As we move to a more digitally-connected world, the need for Internet access has never been greater. In many parts of the world, the Internet has firmly established itself as a core part of everyday life – and this holds true for everyone from kids to adults to senior citizens. Yet, there remain communities and places around the world that are still offline. In some instances, these are probably the hardest locations to connect. And there are many reasons for this – geography and terrain could be one reason, commercial viability of service provision is another, as is affordability – the capacity of the community to pay for devices and Internet connectivity.
In 2010, the Internet Society Asia-Pacific Bureau launched the award-winning Wireless for Communities Programme. This was a pioneering effort that placed the local community front and centre, with its catchphrase – “for the community, with the community, by the community”.
The focus of the programme is to provide Internet access and connectivity to underserved and unserved rural areas in a holistic manner that leads to socioeconomic empowerment. A key component involves developing communities’ capacity to build and operate the wireless network, and at the same time, empowering them to create and use digital services. With this foundation, many have proceeded to establish successful digital micro-enterprises. Today, the programme’s efforts have become global with our Community Networks Campaign and is making a difference around the world.
In India alone, there are over 120 networks that we have either directly worked on, or that have been inspired by us. Some of these are relatively large networks – one spans over a 100km area.
The most recent project we have directly worked on is located in the Little Rann of Kutch in Gujarat, India, a seasonal salt marsh located in the Thar desert.

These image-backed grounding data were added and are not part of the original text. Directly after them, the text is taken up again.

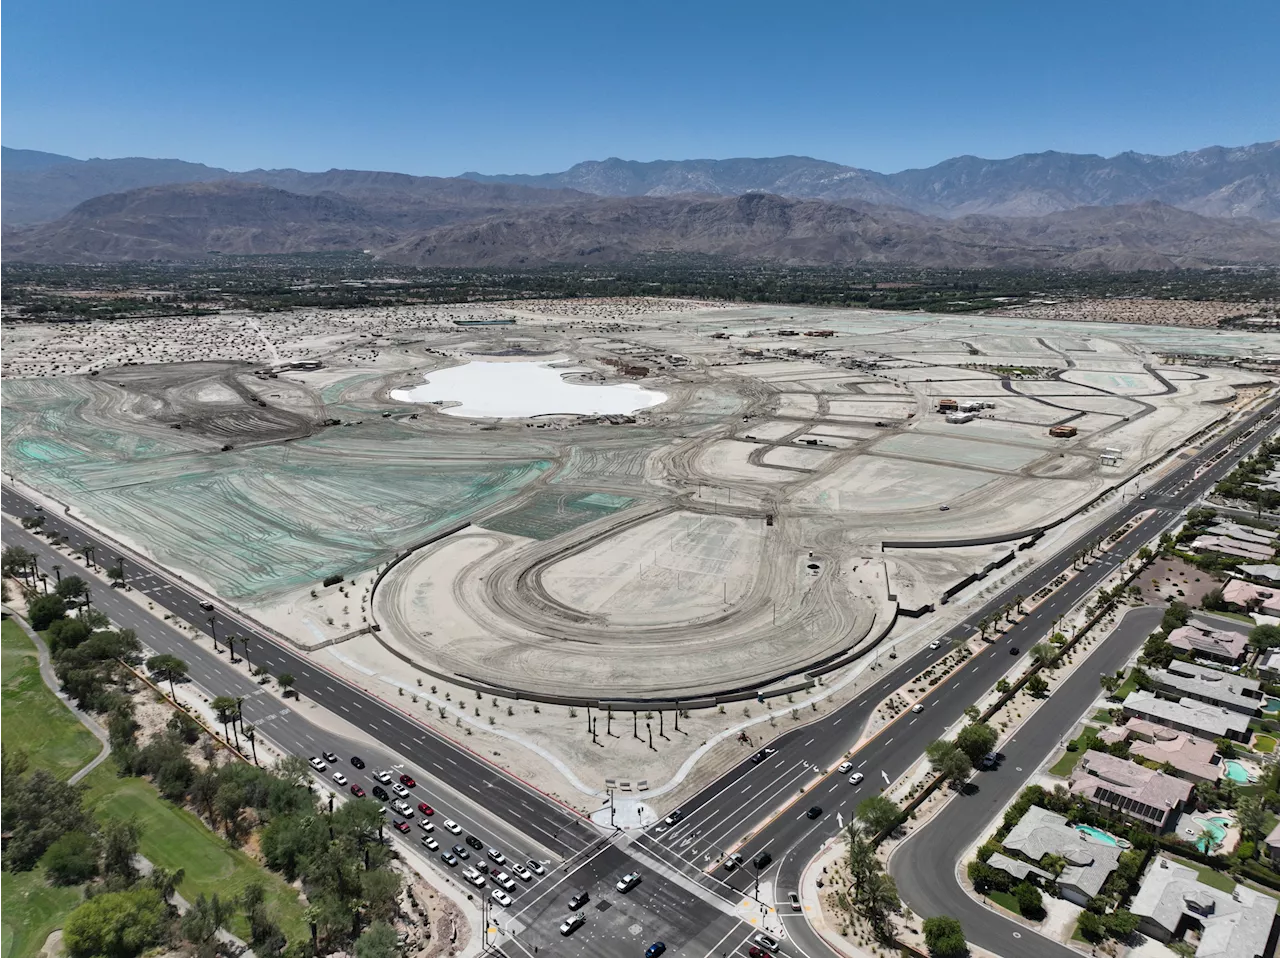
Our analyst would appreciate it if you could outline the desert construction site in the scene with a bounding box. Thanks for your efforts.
[4,297,1278,809]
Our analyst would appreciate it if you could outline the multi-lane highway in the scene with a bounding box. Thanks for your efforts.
[3,392,1274,958]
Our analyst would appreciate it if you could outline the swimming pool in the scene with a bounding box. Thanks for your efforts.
[1076,825,1120,846]
[1264,697,1280,713]
[1192,816,1231,853]
[1224,759,1254,783]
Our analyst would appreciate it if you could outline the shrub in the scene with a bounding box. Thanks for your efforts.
[1076,910,1106,942]
[1013,881,1044,919]
[923,915,967,957]
[41,830,98,886]
[63,888,167,958]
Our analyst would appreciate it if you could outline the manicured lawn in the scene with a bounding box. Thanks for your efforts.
[0,867,85,958]
[1114,674,1140,700]
[1,618,101,780]
[80,761,306,944]
[1254,735,1276,754]
[1091,708,1114,724]
[1049,725,1099,777]
[988,890,1023,916]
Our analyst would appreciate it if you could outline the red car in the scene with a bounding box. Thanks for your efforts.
[417,802,434,816]
[399,774,416,788]
[350,784,366,798]
[748,949,773,958]
[393,820,411,834]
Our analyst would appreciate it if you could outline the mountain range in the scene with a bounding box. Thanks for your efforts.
[4,143,1280,270]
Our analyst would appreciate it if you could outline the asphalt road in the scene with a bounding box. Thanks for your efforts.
[4,395,1275,958]
[891,605,1162,958]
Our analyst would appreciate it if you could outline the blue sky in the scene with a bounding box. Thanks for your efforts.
[3,0,1276,176]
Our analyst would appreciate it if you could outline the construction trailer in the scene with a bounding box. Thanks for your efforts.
[938,398,959,412]
[1049,425,1079,438]
[946,411,976,424]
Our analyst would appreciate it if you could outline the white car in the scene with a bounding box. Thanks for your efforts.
[836,761,853,774]
[309,757,328,772]
[929,641,941,650]
[443,819,462,835]
[332,772,348,786]
[462,867,486,888]
[391,783,410,798]
[527,859,546,876]
[487,848,505,864]
[373,769,392,784]
[849,772,864,785]
[511,862,533,881]
[494,871,516,891]
[616,871,641,892]
[560,913,585,936]
[417,820,435,832]
[491,889,513,907]
[911,703,925,714]
[421,835,439,851]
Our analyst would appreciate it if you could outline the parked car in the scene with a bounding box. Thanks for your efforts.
[616,871,641,892]
[568,891,589,910]
[748,947,774,958]
[645,944,666,958]
[308,757,328,772]
[754,933,781,951]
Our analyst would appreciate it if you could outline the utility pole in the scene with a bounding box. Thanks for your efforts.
[647,722,653,750]
[633,712,639,739]
[609,787,616,828]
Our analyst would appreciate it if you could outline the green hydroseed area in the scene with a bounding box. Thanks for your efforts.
[480,490,636,540]
[2,389,551,600]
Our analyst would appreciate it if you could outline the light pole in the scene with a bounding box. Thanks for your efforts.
[207,615,220,652]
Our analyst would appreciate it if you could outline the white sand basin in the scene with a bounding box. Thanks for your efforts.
[391,359,666,418]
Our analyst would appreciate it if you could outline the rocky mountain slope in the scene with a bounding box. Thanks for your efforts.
[463,141,1280,220]
[7,182,1278,270]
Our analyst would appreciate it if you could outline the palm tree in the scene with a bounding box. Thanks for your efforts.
[210,695,239,748]
[226,634,237,663]
[146,654,189,700]
[243,723,259,765]
[241,634,253,672]
[81,543,95,569]
[207,616,219,652]
[51,564,61,585]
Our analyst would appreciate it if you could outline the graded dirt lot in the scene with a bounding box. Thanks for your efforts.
[3,297,1277,802]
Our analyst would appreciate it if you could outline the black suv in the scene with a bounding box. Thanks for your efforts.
[371,785,389,801]
[568,891,589,910]
[753,851,772,869]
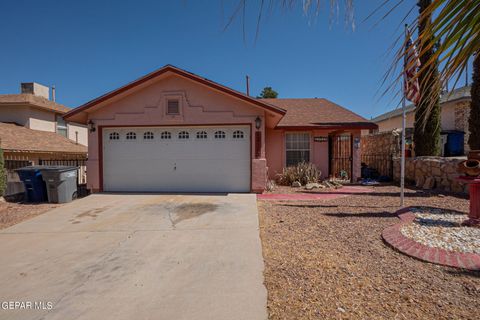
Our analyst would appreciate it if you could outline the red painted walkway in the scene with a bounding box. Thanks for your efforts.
[257,186,371,201]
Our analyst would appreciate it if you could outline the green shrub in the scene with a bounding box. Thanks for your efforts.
[276,162,321,186]
[0,148,6,196]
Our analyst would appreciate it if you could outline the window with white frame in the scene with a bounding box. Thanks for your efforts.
[214,131,226,139]
[232,130,244,139]
[196,131,207,139]
[160,131,171,139]
[126,132,136,140]
[167,99,180,115]
[178,131,189,139]
[285,133,310,167]
[143,131,154,140]
[56,115,68,137]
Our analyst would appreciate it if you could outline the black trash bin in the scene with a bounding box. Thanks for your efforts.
[15,166,48,202]
[39,166,78,203]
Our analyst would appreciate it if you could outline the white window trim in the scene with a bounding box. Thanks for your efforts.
[196,131,208,140]
[284,132,311,166]
[126,132,137,141]
[56,115,68,137]
[143,131,154,140]
[214,131,226,139]
[233,130,245,139]
[160,131,172,140]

For centuries, this area has been home to the Agariyas – an unrecognised minority community for whom the only means of livelihood is salt production. They brave intense heat and harsh conditions to produce a large part of India’s salt, but live in poverty as a result.
During the monsoon months that last for four months, the area is submerged in sea water. But as the water recedes, salt harvesting begins. For eight months of the year during the salt-mining season, the Agariyas live in makeshift homes made out of rugs and plastic sheets, beside their salt flats. Children also live and school under similar conditions.
Due to the makeshift nature of their life, the Agariyas have little in terms of infrastructure – in fact to this day, they rely on flashing mirrors to communicate with nearby groups.
As the Agariyas are unrecognised in government surveys, they are unable to take advantage of schemes and initiatives for minority communities. Moreover, the future of their only livelihood is uncertain as the area has been designated a Sanctuary for the Indian Wild Ass.
In 2017, with our long-term partner, the Digital Empowerment Foundation, and a local NGO, Agariya Heet Rakshak Manch, we set about to provide connectivity and digital access to this community and named the project Zero Connect: Wireless Agariyas.
After looking into various options, we decided the best approach was to outfit a small van with equipment that would go around the various community groups and schools to provide the access they needed. We also had to improvise a steerable dish antenna to connect to the backhaul links, and how we went about that is a story in itself. Suffice to say, frugal innovation and a whole lot of creative engineering came into play!
The project had many challenges – from an unforgiving terrain with 50° Celsius days to desert winds to no electricity grid to no telecom infrastructure (hence the name Zero Connect) – and of course high salt content in the air. In the end, we have made a difference to this community and gone some way to bringing them into the digital age.
I leave you with this short video that explains what we did and what we achieved, which include improving children’s digital literacy, digitally mapping the Agariyas community in order to seek government assistance, and linking the salt-farming community to digital markets.
Projects like this again demonstrate that the Internet, and access to digital services, can make a real difference to communities, and go some way into providing socioeconomic empowerment and development. We see the greatest impact when we work with such communities and not only bring them into the digital age, but democratise their access to information and basic services most take for granted today. But most of all, we are also able to give them a voice, and the opportunity to be recognised and valued as part of our global digital community.